Most policies that cover third party claims require the insured to provide the insurance company with notice “as soon as practicable” after either an occurrence which may result in a claim (for occurrence-based policies), or after a claim (for a claims-made policy). Note that occurrence policies require notice of occurrences which “may” result in a claim; even if the third party never actually files a lawsuit or demands any money. For claims-made policies, a “claim” may include much more than an actual lawsuit. A simple letter demanding monetary compensation can constitute a “claim” triggering the notice requirement.
Failure to provide timely notice can potentially hinder the defense of the claim, and in some cases, the insurer may deny coverage due to late notice. Therefore, the “better safe than sorry” approach is often (but not always) the best advice. In other words, clients will often be advised to provide notice to the insurance company even if they are not sure that there is coverage.
But the decision is not always that simple, and a careful analysis of policies is in order before sending notice. For one thing, an insurer might not only respond with a denial, but with a threat to file a preemptive “declaratory” lawsuit seeking a court ruling that there is no obligation to defend or cover the claim. The insured should therefore evaluate the basis for coverage before providing notice.
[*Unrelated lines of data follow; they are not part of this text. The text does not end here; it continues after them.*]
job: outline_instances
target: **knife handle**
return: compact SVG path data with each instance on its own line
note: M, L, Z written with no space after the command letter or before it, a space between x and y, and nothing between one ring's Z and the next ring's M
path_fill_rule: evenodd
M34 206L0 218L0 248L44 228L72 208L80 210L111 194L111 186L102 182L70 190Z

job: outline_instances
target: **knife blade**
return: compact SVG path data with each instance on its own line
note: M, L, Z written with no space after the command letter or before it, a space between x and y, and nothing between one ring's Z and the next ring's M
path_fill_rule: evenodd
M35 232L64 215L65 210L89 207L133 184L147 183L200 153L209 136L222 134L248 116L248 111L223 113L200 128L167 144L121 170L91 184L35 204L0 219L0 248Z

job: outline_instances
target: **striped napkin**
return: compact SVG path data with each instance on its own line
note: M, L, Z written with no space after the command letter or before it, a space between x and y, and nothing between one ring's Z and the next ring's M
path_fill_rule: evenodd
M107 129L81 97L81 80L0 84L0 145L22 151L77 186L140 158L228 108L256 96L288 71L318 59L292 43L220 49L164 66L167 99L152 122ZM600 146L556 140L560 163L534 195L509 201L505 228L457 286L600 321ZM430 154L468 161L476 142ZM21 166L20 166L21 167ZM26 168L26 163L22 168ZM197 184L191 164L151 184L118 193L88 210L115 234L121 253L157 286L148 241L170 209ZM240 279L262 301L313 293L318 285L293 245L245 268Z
Further, claims-made policies often allow an insured to give “notice of circumstances” that may reasonably be expected give rise to a claim that may be asserted after the policy period. Such provisions allow coverage when an act occurs within the policy period, but no claim is asserted until after the policy ends. Whether or not an insured can and should take advantage of such a provision requires careful analysis.
Finally, policies usually specific exactly how and to whom notice should be given. It is important to follow such guidelines.